Briefing journalists in Lilongwe yesterday, ACB director-general Martha Chizuma said 26 210 of the cases, representing 71 percent, were either closed or referred to other institutions.
She said 10 615 of the cases, representing 29 percent, were recommended for investigations.
Chizuma said the highest number of completed cases was achieved between 2004 and 2014 when 5 314 cases were completed, with 1 308 recommended for prosecutions.
She said: “A total of 425 corruption cases were successfully prosecuted and completed in various courts across Malawi between 2004/05 and 2022/23 period.
“Of these cases, 158, which represents 37 percent, were convictions, 94 cases , representing 22 percent were acquittals, 40 cases [nine percent] were discharges/withdraws, 30 cases [seven percent] were civil matters, 96 [23 percent] were closures and seven of them were referrals.”
Chizuma attributed the success to the availability of many steady financing streams from both the government and development partners.
However, the ACB head admitted that the picture given of ACB’s achievements after 25 years shows that it needs to do more in the fight against corruption.

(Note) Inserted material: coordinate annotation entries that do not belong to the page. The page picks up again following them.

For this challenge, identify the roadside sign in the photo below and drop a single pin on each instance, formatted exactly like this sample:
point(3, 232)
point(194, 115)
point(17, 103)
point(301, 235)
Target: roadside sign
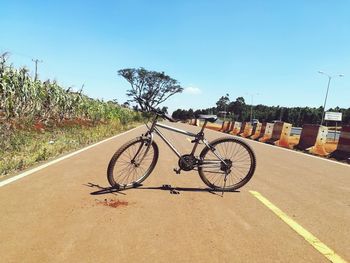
point(333, 116)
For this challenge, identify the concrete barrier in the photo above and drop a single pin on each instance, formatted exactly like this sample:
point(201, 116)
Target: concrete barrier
point(236, 128)
point(343, 149)
point(228, 127)
point(280, 134)
point(246, 130)
point(262, 131)
point(313, 138)
point(267, 133)
point(256, 131)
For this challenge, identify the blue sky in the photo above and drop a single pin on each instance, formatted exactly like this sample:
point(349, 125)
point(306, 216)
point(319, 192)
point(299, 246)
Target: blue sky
point(270, 48)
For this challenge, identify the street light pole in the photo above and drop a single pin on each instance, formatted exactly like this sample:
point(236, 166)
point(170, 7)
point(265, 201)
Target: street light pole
point(251, 107)
point(325, 100)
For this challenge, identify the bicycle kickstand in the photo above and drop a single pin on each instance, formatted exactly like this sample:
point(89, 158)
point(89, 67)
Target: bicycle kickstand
point(223, 189)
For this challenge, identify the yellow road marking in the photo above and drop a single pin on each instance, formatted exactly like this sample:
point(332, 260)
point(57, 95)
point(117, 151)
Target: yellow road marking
point(314, 241)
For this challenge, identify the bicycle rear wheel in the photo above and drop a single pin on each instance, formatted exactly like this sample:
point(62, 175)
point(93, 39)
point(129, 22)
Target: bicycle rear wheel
point(132, 163)
point(234, 152)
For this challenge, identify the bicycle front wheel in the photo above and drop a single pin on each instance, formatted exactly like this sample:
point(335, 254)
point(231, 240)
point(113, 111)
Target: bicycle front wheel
point(239, 157)
point(132, 163)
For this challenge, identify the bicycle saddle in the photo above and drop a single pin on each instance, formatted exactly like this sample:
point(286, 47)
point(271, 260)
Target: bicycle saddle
point(210, 118)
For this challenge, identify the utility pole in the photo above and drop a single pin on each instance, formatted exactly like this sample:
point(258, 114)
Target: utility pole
point(325, 100)
point(36, 61)
point(251, 106)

Said Chizuma: “When you look at law enforcement, which is where most people focus on where anti-corruption is concerned, the statistics are not very good and we are talking of about 1 000 cases prosecuted since 2004 and that is not a good picture to paint.
“So, we have brought out all these statistics so that the country should see and be able to think of how we can come together to shift the paradigm to have a better picture than this 25 years from now.”

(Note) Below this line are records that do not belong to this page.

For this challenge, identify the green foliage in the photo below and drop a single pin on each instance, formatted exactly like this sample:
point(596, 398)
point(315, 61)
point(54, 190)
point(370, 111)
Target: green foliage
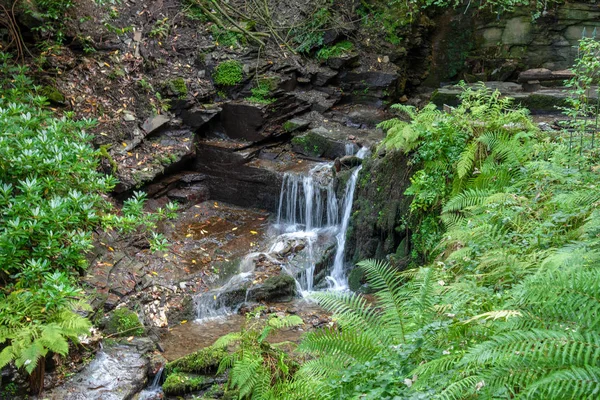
point(178, 87)
point(51, 202)
point(258, 369)
point(228, 73)
point(337, 50)
point(310, 35)
point(261, 93)
point(40, 319)
point(161, 29)
point(54, 14)
point(227, 38)
point(581, 108)
point(477, 144)
point(124, 322)
point(204, 361)
point(181, 383)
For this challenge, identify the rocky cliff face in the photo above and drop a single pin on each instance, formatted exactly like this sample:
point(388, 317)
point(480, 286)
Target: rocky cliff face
point(481, 46)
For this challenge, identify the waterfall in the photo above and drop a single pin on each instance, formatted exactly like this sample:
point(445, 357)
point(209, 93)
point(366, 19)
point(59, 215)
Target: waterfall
point(307, 206)
point(301, 202)
point(338, 277)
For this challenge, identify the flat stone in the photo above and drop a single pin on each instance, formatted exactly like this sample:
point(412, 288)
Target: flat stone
point(117, 373)
point(197, 116)
point(154, 123)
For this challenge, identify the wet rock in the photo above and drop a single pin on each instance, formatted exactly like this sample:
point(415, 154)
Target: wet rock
point(319, 142)
point(179, 383)
point(154, 123)
point(204, 361)
point(197, 116)
point(117, 373)
point(191, 194)
point(319, 101)
point(234, 179)
point(346, 61)
point(347, 162)
point(128, 117)
point(243, 121)
point(323, 75)
point(276, 288)
point(379, 207)
point(295, 124)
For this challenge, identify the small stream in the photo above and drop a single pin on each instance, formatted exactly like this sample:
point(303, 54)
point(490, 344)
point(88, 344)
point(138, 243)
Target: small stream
point(307, 241)
point(311, 223)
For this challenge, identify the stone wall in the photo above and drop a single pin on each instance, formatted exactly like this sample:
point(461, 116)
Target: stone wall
point(479, 46)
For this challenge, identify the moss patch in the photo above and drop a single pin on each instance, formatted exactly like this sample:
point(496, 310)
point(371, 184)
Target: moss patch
point(204, 361)
point(178, 87)
point(181, 383)
point(311, 144)
point(124, 322)
point(52, 94)
point(228, 73)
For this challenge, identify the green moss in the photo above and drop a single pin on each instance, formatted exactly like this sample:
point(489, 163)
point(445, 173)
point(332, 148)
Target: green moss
point(540, 102)
point(311, 144)
point(181, 383)
point(124, 322)
point(53, 94)
point(337, 50)
point(228, 73)
point(178, 87)
point(203, 361)
point(103, 152)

ACB director of public education Charity Mphande outlined measures the bureau is undertaking to achieve better results.
She cited personalising anti-corruption as one of the strategies they are using to encourage people to report corruption cases that they come across.

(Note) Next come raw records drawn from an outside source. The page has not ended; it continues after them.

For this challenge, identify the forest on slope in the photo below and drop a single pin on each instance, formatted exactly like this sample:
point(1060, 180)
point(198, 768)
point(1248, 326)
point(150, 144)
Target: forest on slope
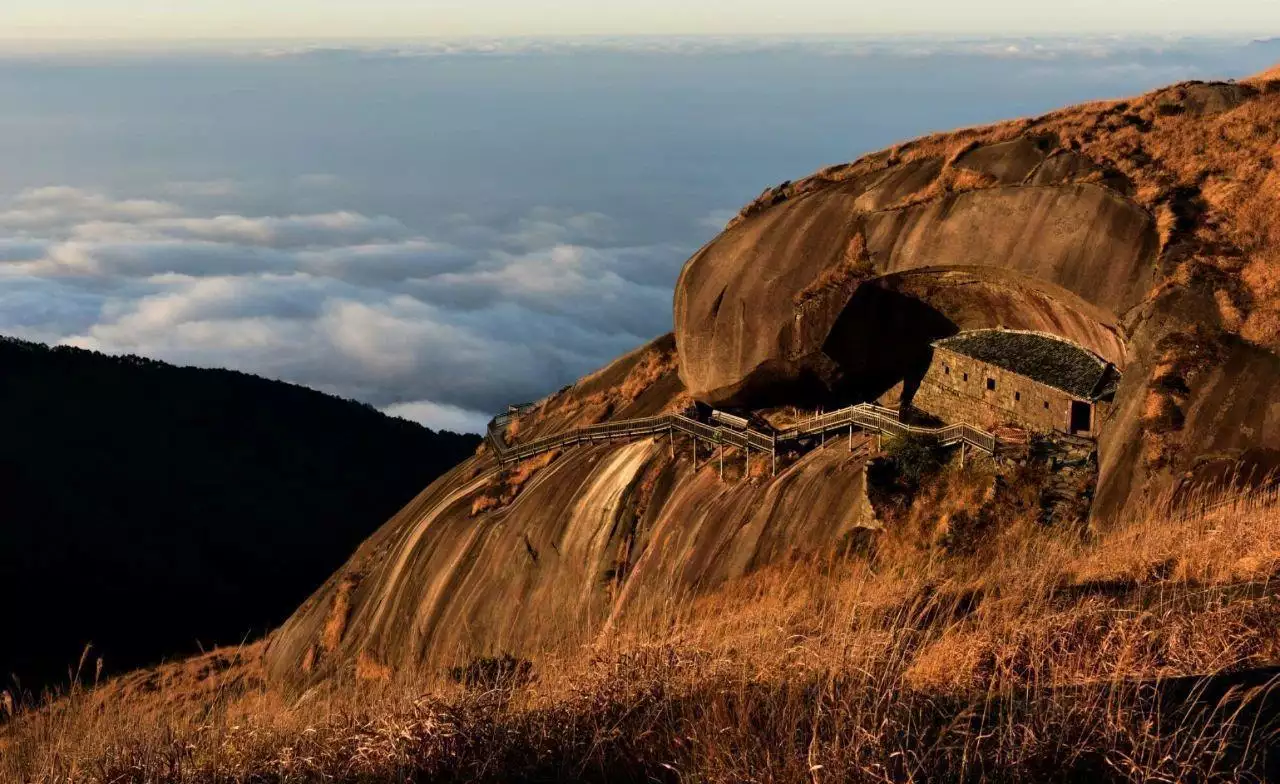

Said Mphande: “This entails helping the public to relate to the losses incurred through corruption by, for instance, breaking down a K2 billion corruption deal in terms of what services the public would forgo because of that.
On his part, ACB deputy director-general Hillary Chilomba said the bureau continues to face financial challenges, which sometimes delays some cases.
He said: “We face a lot of funding challenges now unlike when we were just starting as we had several partners then. But when they saw that we were a fully-fledged organisation, some of these partners left.”
Commenting on the delays to conclude some cases, the bureau’s chief legal and prosecution officer Chrispine Khunga said they always endeavour to close cases on time.
He said: “When a case is delayed, it is to the disadvantage of the bureau, because we may lose some witnesses along the way, and some witnesses lose memory of the events.”
Since 1998, the ACB has had two main traditional sources of funding for its programmes and interventions, notably the Malawi Government and development partners, mostly Britain, Denmark, the Netherlands, the World Bank, Norway, Irish Aid, European Union (EU) and Chandler Foundation, among others.
During its 25 years of existence, the ACB has received K35.8 billion from government and almost K3.5 billion from development partners.